# Solution: Ridge Regression and Active Learning

Student :Utkarsh Tiwari  
Course:  Machine Learning I — Module 3  
Instructor: John Paisley

This notebook reproduces the assignment solution: closed-form ridge regression and an active learning selection of the first 10 measurement indices. The code has student-style comments, short explanations, and final outputs.

In [None]:
import numpy as np
from pathlib import Path

# Load data (assumes notebook is in the assignment root)
DATA_DIR = Path('.')
X_train = np.genfromtxt(DATA_DIR / 'X_train-2.csv', delimiter=',')
y_train = np.genfromtxt(DATA_DIR / 'y_train-1.csv')
X_test = np.genfromtxt(DATA_DIR / 'X_test.csv', delimiter=',')

print('Loaded shapes:', X_train.shape, y_train.shape, X_test.shape)

## Ridge regression (closed-form)

We compute the ridge solution using a small helper function and display the first few weights.

In [None]:
def ridge_weights(X, y, lam):
    """Compute closed-form ridge regression weights.
    X: (n,d), y: (n,), lam: regularization scalar.
    Returns w shape (d,)
    """
    d = X.shape[1]
    A = X.T @ X + lam * np.eye(d)
    b = X.T @ y
    return np.linalg.solve(A, b)

lam = 5.0
w = ridge_weights(X_train, y_train, lam)
print('Ridge weights (first 10):', np.round(w[:10], 6))

## Active learning selection (first 10 indices)

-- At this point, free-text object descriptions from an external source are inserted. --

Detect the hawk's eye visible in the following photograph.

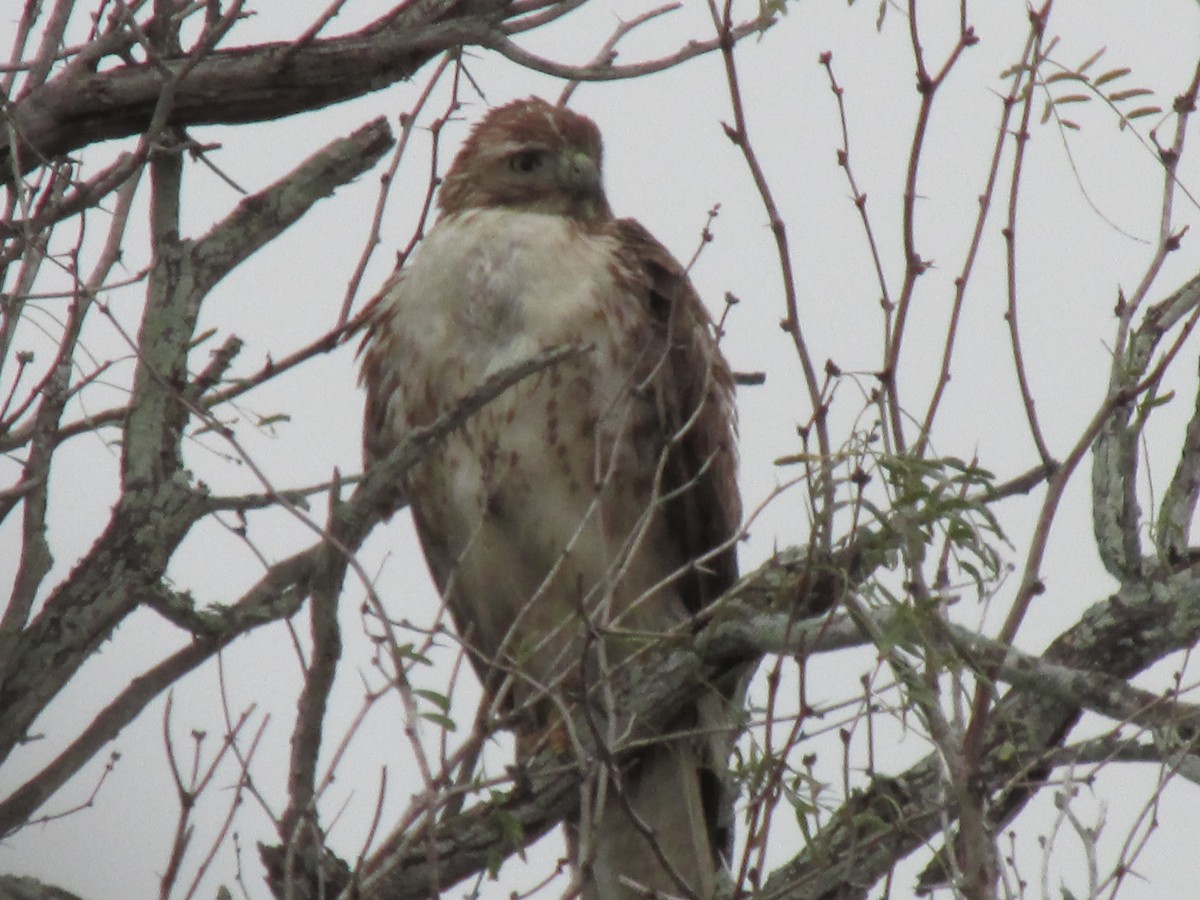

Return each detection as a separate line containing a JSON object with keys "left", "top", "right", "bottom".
{"left": 509, "top": 150, "right": 545, "bottom": 174}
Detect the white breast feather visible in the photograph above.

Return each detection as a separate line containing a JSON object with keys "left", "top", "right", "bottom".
{"left": 377, "top": 208, "right": 678, "bottom": 695}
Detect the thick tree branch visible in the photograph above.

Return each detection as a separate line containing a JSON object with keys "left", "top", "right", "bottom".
{"left": 0, "top": 117, "right": 393, "bottom": 773}
{"left": 0, "top": 874, "right": 83, "bottom": 900}
{"left": 1093, "top": 240, "right": 1200, "bottom": 579}
{"left": 0, "top": 1, "right": 776, "bottom": 184}
{"left": 768, "top": 563, "right": 1200, "bottom": 898}
{"left": 0, "top": 2, "right": 489, "bottom": 181}
{"left": 0, "top": 342, "right": 590, "bottom": 840}
{"left": 190, "top": 117, "right": 394, "bottom": 296}
{"left": 9, "top": 509, "right": 1200, "bottom": 895}
{"left": 1157, "top": 356, "right": 1200, "bottom": 559}
{"left": 290, "top": 551, "right": 1200, "bottom": 900}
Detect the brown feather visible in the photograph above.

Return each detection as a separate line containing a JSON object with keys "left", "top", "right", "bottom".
{"left": 608, "top": 217, "right": 741, "bottom": 613}
{"left": 359, "top": 98, "right": 743, "bottom": 899}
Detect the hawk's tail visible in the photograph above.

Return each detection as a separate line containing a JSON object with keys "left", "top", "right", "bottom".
{"left": 574, "top": 687, "right": 743, "bottom": 900}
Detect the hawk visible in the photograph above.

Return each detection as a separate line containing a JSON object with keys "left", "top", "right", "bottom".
{"left": 360, "top": 97, "right": 742, "bottom": 900}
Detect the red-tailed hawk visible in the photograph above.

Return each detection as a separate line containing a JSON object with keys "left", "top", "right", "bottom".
{"left": 361, "top": 97, "right": 741, "bottom": 900}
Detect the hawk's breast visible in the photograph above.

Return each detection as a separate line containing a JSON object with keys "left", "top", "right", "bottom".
{"left": 368, "top": 208, "right": 681, "bottom": 702}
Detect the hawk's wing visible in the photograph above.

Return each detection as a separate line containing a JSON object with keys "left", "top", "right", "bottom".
{"left": 610, "top": 217, "right": 741, "bottom": 611}
{"left": 359, "top": 268, "right": 410, "bottom": 483}
{"left": 359, "top": 207, "right": 743, "bottom": 899}
{"left": 601, "top": 217, "right": 747, "bottom": 883}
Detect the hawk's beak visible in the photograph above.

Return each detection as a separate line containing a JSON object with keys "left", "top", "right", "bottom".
{"left": 560, "top": 150, "right": 601, "bottom": 198}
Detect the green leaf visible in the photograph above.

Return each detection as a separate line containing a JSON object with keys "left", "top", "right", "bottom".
{"left": 414, "top": 688, "right": 451, "bottom": 712}
{"left": 492, "top": 807, "right": 525, "bottom": 847}
{"left": 1076, "top": 46, "right": 1107, "bottom": 73}
{"left": 1093, "top": 67, "right": 1131, "bottom": 86}
{"left": 485, "top": 848, "right": 503, "bottom": 878}
{"left": 189, "top": 327, "right": 218, "bottom": 348}
{"left": 1126, "top": 105, "right": 1163, "bottom": 120}
{"left": 959, "top": 560, "right": 982, "bottom": 583}
{"left": 420, "top": 712, "right": 457, "bottom": 731}
{"left": 1140, "top": 390, "right": 1175, "bottom": 411}
{"left": 946, "top": 521, "right": 973, "bottom": 544}
{"left": 1108, "top": 87, "right": 1154, "bottom": 102}
{"left": 395, "top": 642, "right": 432, "bottom": 664}
{"left": 1044, "top": 70, "right": 1083, "bottom": 85}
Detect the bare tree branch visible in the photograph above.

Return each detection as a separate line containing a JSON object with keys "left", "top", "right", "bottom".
{"left": 0, "top": 1, "right": 776, "bottom": 184}
{"left": 0, "top": 115, "right": 393, "bottom": 775}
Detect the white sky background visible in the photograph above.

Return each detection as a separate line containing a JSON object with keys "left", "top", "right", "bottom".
{"left": 3, "top": 1, "right": 1200, "bottom": 898}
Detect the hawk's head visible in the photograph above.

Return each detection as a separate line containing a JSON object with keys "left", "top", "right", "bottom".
{"left": 437, "top": 97, "right": 612, "bottom": 223}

We implement a simple posterior update and choose pool points by maximizing predictive variance x^T Sigma x. At each step we simulate a label using the current posterior mean (student-style simulation) and update the posterior.

In [None]:
def update_posterior(lambda0, sigma2, X_batch, y_batch, old_xx, old_xy):
    """Update sufficient statistics and compute posterior cov/mean for w.
    old_xx, old_xy are cumulative X^T X and X^T y.
    Returns: new_var (posterior covariance), new_mean (posterior mean), updated old_xx, old_xy
    """
    old_xx = old_xx + X_batch.T @ X_batch
    old_xy = old_xy + X_batch.T @ y_batch
    new_var_inv = lambda0 * np.eye(old_xx.shape[0]) + (1.0 / sigma2) * old_xx
    new_var = np.linalg.inv(new_var_inv)
    sigma_temp = lambda0 * sigma2 * np.eye(old_xx.shape[0]) + old_xx
    new_mean = np.linalg.solve(sigma_temp, old_xy)
    return new_var, new_mean, old_xx, old_xy

def active_learning(lambda0, sigma2, X_train, y_train, X_pool, k=10):
    d = X_train.shape[1]
    old_xx = X_train.T @ X_train
    old_xy = X_train.T @ y_train
    var_inv = lambda0 * np.eye(d) + (1.0 / sigma2) * old_xx
    new_var = np.linalg.inv(var_inv)
    new_mean = np.linalg.solve(lambda0 * sigma2 * np.eye(d) + old_xx, old_xy)
    w_rr = new_mean
    pool = X_pool.copy()
    indices = list(range(pool.shape[0]))
    selected = []
    for _ in range(k):
        variances = np.einsum('ij,jk,ik->i', pool, new_var, pool)
        idx = int(np.argmax(variances))
        selected_idx = indices[idx]
        selected.append(selected_idx + 1)
        x_sel = pool[idx:idx+1, :]
        y_sel = (x_sel @ w_rr).ravel()
        new_var, new_mean, old_xx, old_xy = update_posterior(lambda0, sigma2, x_sel, y_sel, old_xx, old_xy)
        w_rr = new_mean
        pool = np.delete(pool, idx, axis=0)
        indices.pop(idx)
    return new_var, new_mean, old_xx, old_xy, w_rr, selected

# Run active learning with deterministic settings
new_var, new_mean, old_xx, old_xy, w_rr, selected = active_learning(5.0, 2.0, X_train, y_train, X_test, k=10)
print('Selected indices (1-based):', selected)
print('Posterior mean weights (first 10):', np.round(w_rr[:10], 6))